The film does have its recovery sections, it’s not all collapsing. The animation is nicely done and works well to really capture the beauty and spectacle of 19th century England, especially London. The fleet of vessels on the Thames, the beauty of the city’s iconic buildings and structures, to the animated engineering of its own infrastructure. Add to this the machines and contraptions of the story’s fictional contents like the steam-powered soldiers, the monocycle, and of course the mighty Steam Castle in all its forms and you have this well-made world which has added benefits. I do think the animation style and colouring loses a bit in comparison to the film’s contemporise like the recent works of Studio Ghibli for example, but when close up the details are superb. The film’s soundtrack Composed by Steve Jablonsky) is an additional benefit too as it creates mostly sounds and ambiance rather than pieces of music. The music does have its moments of grandeur like the launch of the steam castle or the chase within, to moments of peace too like Ray’s theme, Scarlett’s theme, and of course the music behind the blessings of science monologue. Now while not insinuated within the soundtrack itself, there is one piece of music though that does come out in relation to the film: That of its theme from the trailer: Full Force; the adventure and steam-driven music that creates and encapsulates moments of awe and wonder, but creates a level of seriousness and tension to shine out loudly.  Although the film does tout some of that wonderful adventure but still steam punk driven piece of music here or there, it’s this piece of music which shines out for the film’s soundtrack, even though it is really non-existent, but it’s iconic and memorable enough for you to remember it in conjunction with this film.

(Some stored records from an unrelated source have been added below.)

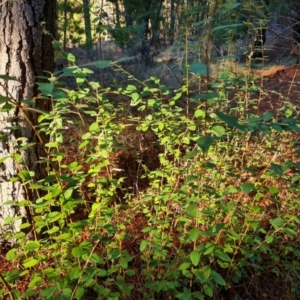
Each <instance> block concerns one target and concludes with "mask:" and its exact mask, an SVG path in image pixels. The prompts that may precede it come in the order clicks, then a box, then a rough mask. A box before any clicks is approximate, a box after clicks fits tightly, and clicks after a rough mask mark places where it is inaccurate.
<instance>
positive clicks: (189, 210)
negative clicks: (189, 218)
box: [186, 203, 197, 218]
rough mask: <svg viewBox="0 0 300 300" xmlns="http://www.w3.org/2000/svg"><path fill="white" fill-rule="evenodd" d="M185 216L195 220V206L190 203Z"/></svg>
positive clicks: (196, 211)
mask: <svg viewBox="0 0 300 300" xmlns="http://www.w3.org/2000/svg"><path fill="white" fill-rule="evenodd" d="M186 212H187V215H188V216H189V217H192V218H196V216H197V204H196V203H191V204H190V205H189V206H188V208H187V211H186Z"/></svg>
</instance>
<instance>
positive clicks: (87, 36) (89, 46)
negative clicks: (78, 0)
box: [83, 0, 93, 49]
mask: <svg viewBox="0 0 300 300" xmlns="http://www.w3.org/2000/svg"><path fill="white" fill-rule="evenodd" d="M90 6H91V4H90V0H83V17H84V28H85V45H86V47H87V48H88V49H89V48H91V47H92V46H93V40H92V27H91V17H90Z"/></svg>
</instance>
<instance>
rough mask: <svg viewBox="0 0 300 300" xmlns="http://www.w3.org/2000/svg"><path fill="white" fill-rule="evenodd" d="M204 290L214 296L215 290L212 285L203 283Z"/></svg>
mask: <svg viewBox="0 0 300 300" xmlns="http://www.w3.org/2000/svg"><path fill="white" fill-rule="evenodd" d="M203 291H204V293H205V294H206V295H207V296H209V297H212V296H213V294H214V290H213V289H212V287H211V286H210V285H208V284H204V285H203Z"/></svg>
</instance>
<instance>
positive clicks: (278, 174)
mask: <svg viewBox="0 0 300 300" xmlns="http://www.w3.org/2000/svg"><path fill="white" fill-rule="evenodd" d="M270 169H271V170H272V171H274V173H276V174H277V175H282V174H283V170H282V167H281V166H280V165H278V164H272V165H271V168H270Z"/></svg>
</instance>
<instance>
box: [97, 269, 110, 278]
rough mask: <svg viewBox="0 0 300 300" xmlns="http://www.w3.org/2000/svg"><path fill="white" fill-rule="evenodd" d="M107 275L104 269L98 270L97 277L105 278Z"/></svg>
mask: <svg viewBox="0 0 300 300" xmlns="http://www.w3.org/2000/svg"><path fill="white" fill-rule="evenodd" d="M108 274H109V273H108V272H107V271H106V270H104V269H99V271H98V272H97V275H98V276H99V277H106V276H107V275H108Z"/></svg>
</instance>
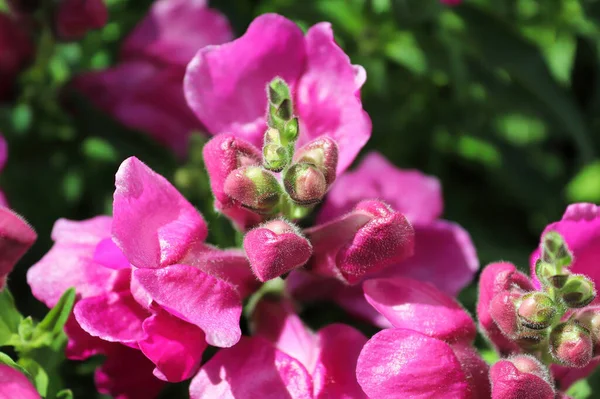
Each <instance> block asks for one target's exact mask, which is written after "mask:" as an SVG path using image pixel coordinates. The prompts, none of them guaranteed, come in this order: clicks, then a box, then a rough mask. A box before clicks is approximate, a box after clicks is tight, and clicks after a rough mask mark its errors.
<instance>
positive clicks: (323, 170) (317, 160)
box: [294, 137, 338, 187]
mask: <svg viewBox="0 0 600 399" xmlns="http://www.w3.org/2000/svg"><path fill="white" fill-rule="evenodd" d="M294 160H295V161H296V162H298V163H308V164H310V165H313V166H315V167H317V168H318V169H319V170H320V171H321V173H323V176H325V182H326V184H327V187H329V186H330V185H331V184H332V183H333V181H334V180H335V177H336V173H335V170H336V168H337V163H338V146H337V143H336V142H335V140H333V139H331V138H329V137H320V138H318V139H316V140H314V141H311V142H310V143H308V144H306V145H305V146H303V147H302V148H300V149H299V150H298V151H297V152H296V155H295V156H294Z"/></svg>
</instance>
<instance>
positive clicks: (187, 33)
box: [121, 0, 233, 67]
mask: <svg viewBox="0 0 600 399" xmlns="http://www.w3.org/2000/svg"><path fill="white" fill-rule="evenodd" d="M206 3H207V2H206V1H198V0H159V1H156V2H154V4H153V5H152V8H151V9H150V12H149V14H148V15H147V16H146V17H145V18H144V19H143V20H142V21H141V22H140V23H139V24H138V25H137V26H136V27H135V29H134V30H133V32H131V34H130V35H129V36H128V37H127V40H125V43H124V44H123V48H122V50H121V54H122V55H123V57H124V58H129V57H146V56H148V57H153V58H156V59H158V60H160V61H163V62H165V63H168V64H178V65H181V66H184V67H185V66H186V65H187V63H188V62H189V61H190V60H191V59H192V57H193V56H194V54H196V52H197V51H198V49H200V48H202V47H204V46H208V45H210V44H221V43H225V42H227V41H229V40H231V39H232V37H233V34H232V32H231V27H230V26H229V22H228V21H227V18H225V16H223V15H222V14H221V13H219V12H218V11H216V10H213V9H210V8H208V7H207V4H206Z"/></svg>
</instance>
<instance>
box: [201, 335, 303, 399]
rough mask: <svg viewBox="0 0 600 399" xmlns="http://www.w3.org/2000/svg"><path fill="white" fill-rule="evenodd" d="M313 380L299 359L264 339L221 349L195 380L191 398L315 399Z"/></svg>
mask: <svg viewBox="0 0 600 399" xmlns="http://www.w3.org/2000/svg"><path fill="white" fill-rule="evenodd" d="M311 388H312V381H311V377H310V375H309V374H308V372H307V371H306V369H305V368H304V367H303V366H302V365H301V364H300V363H299V362H298V361H296V360H295V359H293V358H291V357H290V356H288V355H286V354H285V353H283V352H281V351H279V350H277V349H275V347H273V346H272V345H271V344H270V343H269V342H267V341H265V340H263V339H261V338H246V337H244V338H242V339H241V340H240V342H239V343H238V344H237V345H236V346H234V347H233V348H229V349H223V350H220V351H219V352H218V353H217V354H216V355H215V356H214V357H213V358H212V359H210V360H209V361H208V363H206V364H205V365H204V366H203V367H202V368H201V369H200V372H199V373H198V374H197V375H196V377H194V379H193V380H192V384H191V385H190V397H191V399H204V398H211V399H226V398H228V399H229V398H243V397H248V394H249V393H252V395H254V396H255V397H257V398H261V399H312V393H311V390H312V389H311Z"/></svg>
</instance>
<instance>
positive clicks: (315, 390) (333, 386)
mask: <svg viewBox="0 0 600 399" xmlns="http://www.w3.org/2000/svg"><path fill="white" fill-rule="evenodd" d="M317 340H318V344H319V348H320V351H319V353H318V358H317V359H316V361H317V363H316V367H315V369H314V371H313V372H312V376H313V383H314V388H313V393H314V397H315V399H328V398H338V399H360V398H364V399H367V395H365V393H364V392H363V390H362V388H361V387H360V385H359V384H358V381H357V380H356V361H357V359H358V356H359V354H360V351H361V349H362V348H363V345H364V344H365V343H366V342H367V338H366V337H365V336H364V335H363V334H362V333H360V332H359V331H358V330H355V329H354V328H352V327H350V326H346V325H344V324H331V325H329V326H327V327H325V328H323V329H321V330H320V331H319V332H318V333H317Z"/></svg>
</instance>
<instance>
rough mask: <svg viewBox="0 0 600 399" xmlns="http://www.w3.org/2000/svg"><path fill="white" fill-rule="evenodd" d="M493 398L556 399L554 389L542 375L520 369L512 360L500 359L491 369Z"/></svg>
mask: <svg viewBox="0 0 600 399" xmlns="http://www.w3.org/2000/svg"><path fill="white" fill-rule="evenodd" d="M490 381H491V383H492V399H521V398H527V399H554V390H553V389H552V386H551V385H550V384H549V383H548V381H546V380H544V379H543V378H541V377H540V376H538V375H536V374H533V373H528V372H523V371H520V370H519V369H518V368H517V367H516V366H515V364H513V363H512V362H511V361H510V360H500V361H499V362H497V363H496V364H494V365H493V366H492V368H491V369H490Z"/></svg>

Generally it feels like something of a shame altogether, because I was expecting more. Steamboy has its likable moments and bits to enjoy, but the story is so convoluted and makes more room for big moments rather than a properly developed plot. It’s one of those occasions where the trailer delivers more than the film. Steamboy is something of a quick storyteller; it just dashes from one thing to another, not developing nor explaining, creating interesting moments but not diving into them sacrificing its potential in the process for something else, but no reveal as to what. It comes with great voice talent but does not really use it effectively, it has interesting characters in the wrong roles and it has spectacular ideas that are just ignored. On the plus side the animation is delightfully detailed, and has music that has its occasions which are used well. Yes it has its big moments which are nicely done and very creative, but a film like this should be more than that. It should not be living in the shadow of its legendary predecessor and working hard to live up to be like its bigger brother. It should be blossoming like a flower, being independent and making its own path, then and only then can it have a chance to be on an equal footing and be appreciated the same way, rather than just being a clone in a different setting.